Ag Communications Taken To Its Simplest Form
The farm audience has increasingly become mobile, meaning that a larger share of you retrieve email and browse the web through a mobile device, whether it's your cell phone or a notebook computer linked to the internet through a wireless card. We launched our mobile site, agfax.mobi, halfway through the last decade for that very reason, and about 7% of our web traffic now comes through some form of wireless internet connection.
This isn't a U.S. trend or even something confined to developed countries. Increasingly, ag information is flowing to farmers electronically in places where you wouldn't have thought possible. The best example of this relates to Nokia, the cell phone manufacturer, and a far-reaching initiative it launched a couple of years ago.
Maybe you've owned a Nokia phone in the past. Lately, though, it has been overshadowed in the U.S. by Research In Motion, maker of the Blackberry product line, and Apple, which cemented its place in America with the iPhone.

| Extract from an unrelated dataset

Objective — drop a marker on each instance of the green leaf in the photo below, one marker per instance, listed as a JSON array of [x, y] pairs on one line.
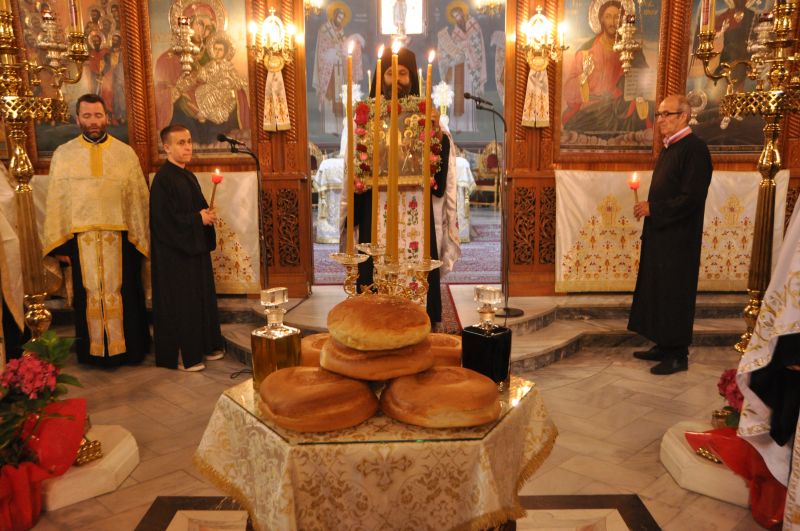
[[68, 379]]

But in other parts of the world, Nokia is the market leader. One estimate puts its global market share of handset sales at 37.7%. Nokia is big in emerging markets, catering to low-income customers with apps that fit into local needs, and the company identified farming as a segment hungry for information.
So far, Nokia has set up projects to distribute timely information to farmers in parts of Africa and India. The idea is that these farmers will never own a computer, maybe not even a smart phone. But key information - Extension-type bulletins, weather forecasts, pest alerts and marketing tips - could be transmitted to farmers' phones as text messages or simplified web content.
Nokia calls this its "Life Tools" service, and the premium plan costs Indian farmers less than $1.50 a month. A basic plan is half that. It's ag communications taken to the simplest level.